Com isso, o delegado solicitou perícia na casa, que aconteceu na manhã desta quarta. No imóvel, os policiais encontraram manchas de sangue no colchão do casal, além de roupas ensaguentadas e com focos de queimado. Um forte odor de putrefação levou os agentes até uma cisterna no exterior da propriedade, onde localizaram os corpos.
— A quantidade de sangue era incompatível com o acidente doméstico que ele narrou para a gente. Depois que localizamos o corpo, ele confessou o crime. Disse ter dado um tiro na cabeça do pai e da mãe; no irmão, foi no pescoço. Perguntamos porque ele matou o menino, e ele disse que foi para poupá-lo da perda dos pais — revelou o delegado.
Motivações do crime
O delegado trabalha com duas linhas de investigação. A primeira diz respeito a um namoro virtual que o adolescente mantinha com uma menina de 15 anos do Mato Grosso, que era desaprovado pelos pais. Ela teria dado um ultimato nele, forçando-o a se encontrar com ela nesse estado. No entanto, a família do garoto teria proibido a viagem, o que o motivou a cometer os assassinatos.

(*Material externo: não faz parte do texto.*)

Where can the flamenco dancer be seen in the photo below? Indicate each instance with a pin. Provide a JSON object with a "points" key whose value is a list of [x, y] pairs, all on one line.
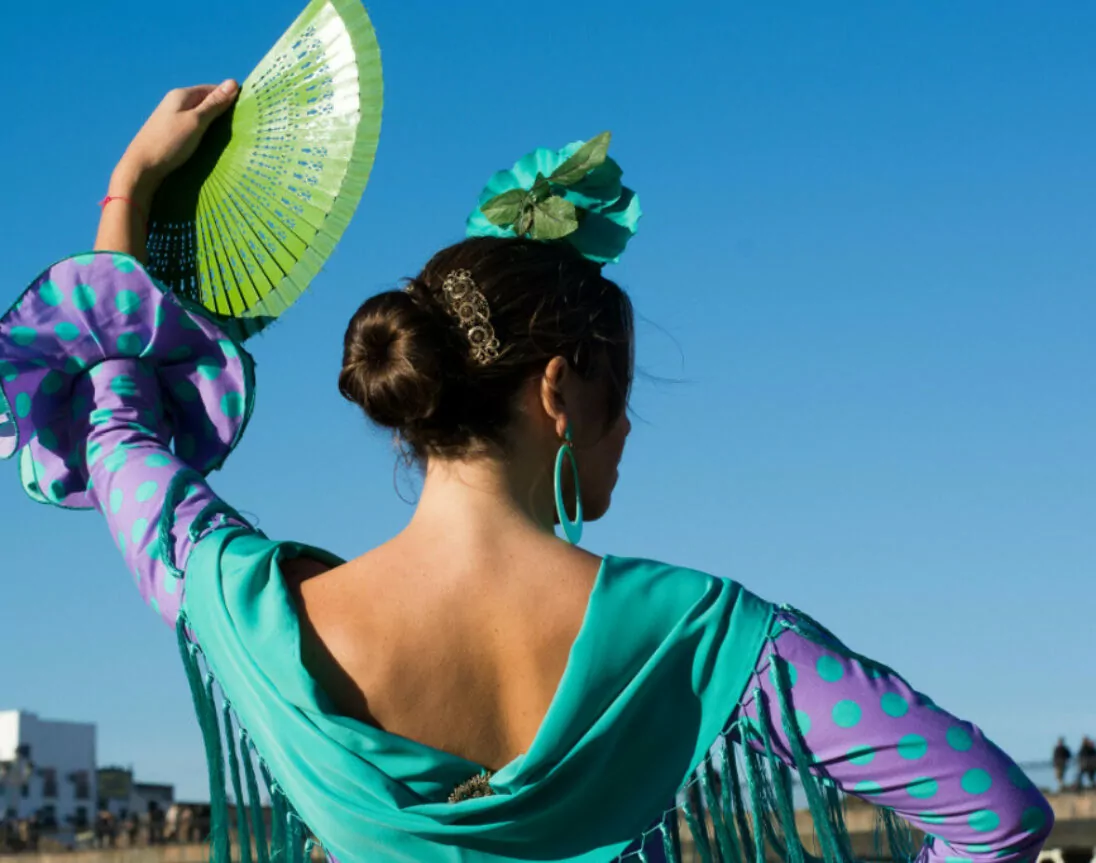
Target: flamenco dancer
{"points": [[475, 689]]}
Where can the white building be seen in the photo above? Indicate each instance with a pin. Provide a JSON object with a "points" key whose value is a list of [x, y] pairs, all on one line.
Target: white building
{"points": [[47, 768]]}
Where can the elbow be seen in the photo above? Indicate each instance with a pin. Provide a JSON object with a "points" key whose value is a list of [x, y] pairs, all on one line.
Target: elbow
{"points": [[1034, 828]]}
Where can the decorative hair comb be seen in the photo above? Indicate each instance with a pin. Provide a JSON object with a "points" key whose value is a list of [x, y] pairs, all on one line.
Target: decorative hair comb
{"points": [[573, 194], [466, 303]]}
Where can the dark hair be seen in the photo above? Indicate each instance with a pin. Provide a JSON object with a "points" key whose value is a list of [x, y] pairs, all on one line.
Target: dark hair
{"points": [[408, 362]]}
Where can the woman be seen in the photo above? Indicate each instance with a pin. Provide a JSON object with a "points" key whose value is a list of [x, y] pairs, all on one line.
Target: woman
{"points": [[474, 689]]}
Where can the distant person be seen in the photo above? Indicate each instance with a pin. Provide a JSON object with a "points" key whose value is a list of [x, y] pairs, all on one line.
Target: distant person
{"points": [[1061, 761], [1086, 763]]}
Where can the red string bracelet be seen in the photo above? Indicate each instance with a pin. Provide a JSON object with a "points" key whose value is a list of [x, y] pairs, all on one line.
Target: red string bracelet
{"points": [[129, 201]]}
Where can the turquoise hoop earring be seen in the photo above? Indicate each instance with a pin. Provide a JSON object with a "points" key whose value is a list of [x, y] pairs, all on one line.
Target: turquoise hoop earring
{"points": [[572, 530]]}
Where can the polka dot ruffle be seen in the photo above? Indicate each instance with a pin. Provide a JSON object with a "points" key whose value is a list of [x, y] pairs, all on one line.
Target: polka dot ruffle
{"points": [[100, 306]]}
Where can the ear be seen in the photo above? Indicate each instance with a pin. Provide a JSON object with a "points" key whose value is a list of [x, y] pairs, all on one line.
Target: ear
{"points": [[552, 387]]}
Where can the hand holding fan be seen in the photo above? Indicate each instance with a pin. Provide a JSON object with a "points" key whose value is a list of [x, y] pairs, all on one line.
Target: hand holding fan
{"points": [[249, 220]]}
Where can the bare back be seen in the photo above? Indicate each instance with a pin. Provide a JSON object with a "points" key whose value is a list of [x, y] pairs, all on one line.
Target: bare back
{"points": [[461, 657]]}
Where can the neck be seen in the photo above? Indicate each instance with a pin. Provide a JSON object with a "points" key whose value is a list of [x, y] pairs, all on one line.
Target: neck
{"points": [[483, 500]]}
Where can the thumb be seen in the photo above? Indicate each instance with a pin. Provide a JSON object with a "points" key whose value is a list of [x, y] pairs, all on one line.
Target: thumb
{"points": [[217, 101]]}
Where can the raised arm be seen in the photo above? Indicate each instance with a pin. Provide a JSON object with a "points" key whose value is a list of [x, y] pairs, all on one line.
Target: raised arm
{"points": [[166, 142], [122, 397]]}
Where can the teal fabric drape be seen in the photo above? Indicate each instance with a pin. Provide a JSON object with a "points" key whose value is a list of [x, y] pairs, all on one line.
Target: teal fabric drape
{"points": [[659, 665]]}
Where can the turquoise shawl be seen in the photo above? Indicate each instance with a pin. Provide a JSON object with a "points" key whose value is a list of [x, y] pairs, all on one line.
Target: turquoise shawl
{"points": [[660, 662]]}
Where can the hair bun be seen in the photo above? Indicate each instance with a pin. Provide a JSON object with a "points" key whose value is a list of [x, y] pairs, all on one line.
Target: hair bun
{"points": [[392, 365]]}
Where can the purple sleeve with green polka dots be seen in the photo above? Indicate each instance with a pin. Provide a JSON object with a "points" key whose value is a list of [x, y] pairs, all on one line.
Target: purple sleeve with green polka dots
{"points": [[865, 728], [122, 398]]}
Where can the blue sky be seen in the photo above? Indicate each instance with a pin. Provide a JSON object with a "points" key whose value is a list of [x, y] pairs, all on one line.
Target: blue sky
{"points": [[867, 268]]}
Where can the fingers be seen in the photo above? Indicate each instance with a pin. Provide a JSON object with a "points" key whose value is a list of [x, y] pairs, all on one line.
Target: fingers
{"points": [[216, 101]]}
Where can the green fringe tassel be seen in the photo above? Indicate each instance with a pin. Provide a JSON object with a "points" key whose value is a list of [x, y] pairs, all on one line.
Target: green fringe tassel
{"points": [[737, 807]]}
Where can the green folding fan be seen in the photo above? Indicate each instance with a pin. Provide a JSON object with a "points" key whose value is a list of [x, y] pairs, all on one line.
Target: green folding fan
{"points": [[249, 220]]}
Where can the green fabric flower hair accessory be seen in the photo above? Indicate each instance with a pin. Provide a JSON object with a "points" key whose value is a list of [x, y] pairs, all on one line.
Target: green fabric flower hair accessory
{"points": [[573, 194]]}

— Durante a perícia, encontramos uma bolsa de viagem já pronta para viajar. Nela, estavam os celulares das vítimas. O adolescente não deu muitos detalhes sobre a namorada, mas falou que eles se conheceram nesses jogos online. Nós entramos em contato com a polícia do Mato Grosso para localizarem a menina — completou.
Por outro lado, os policiais descobriram que o adolescente pesquisou no celular sobre “como receber FGTS de falecido”. O pai teria direito a receber R$ 33 mil.
— A gente perguntou a ele o que era essa pesquisa, e ele contou que fez depois do crime. Nós não sabemos ainda se essa foi a motivação, mas, independente de ter sido essa ou o namoro, ambas configuram motivo fútil. Ele tem muito o que responder na Justiça.
Arma estava embaixo do colchão dos pais
À polícia, o adolescente contou que estava dormindo no quarto dos pais porque era o único cômodo com ar-condicionado. Para se manter acordado, ele tomou um pré-treino e esperou a família adormecer para cometer o crime. A arma, que pertencia ao pai, estava escondida embaixo do colchão do casal.
Após matar a família, o garoto contou que passou um produto de limpeza no chão até a cisterna, o que o ajudou a arrastar os corpos.
— Pelo que a gente percebeu na casa, a cisterna ficava entre 4 a 5 metros de distância do quarto. Não era muito longe — disse o policial.
A arma usada pelo adolescente foi apreendida na casa da avó. Ela contou a polícia que encontrou o objeto na casa do neto e a recolheu com medo de que ele pudesse se machucar. Os agentes acreditam que ela não participou e nem sabia do crime.
— Ele foi muito espontâneo ao contar como cometeu os crimes. É um menino frio, sem remorso. Perguntamos se ele se arrependia, e ele disse que não, que faria tudo de novo. As respostas que ele nos deu foram rápidas e o tempo todo ele se autoafirmava como homem. Tinha um “que” de psicopatia. Ele pode ter premeditado tudo ou é um menino muito inteligente — concluiu o delegado.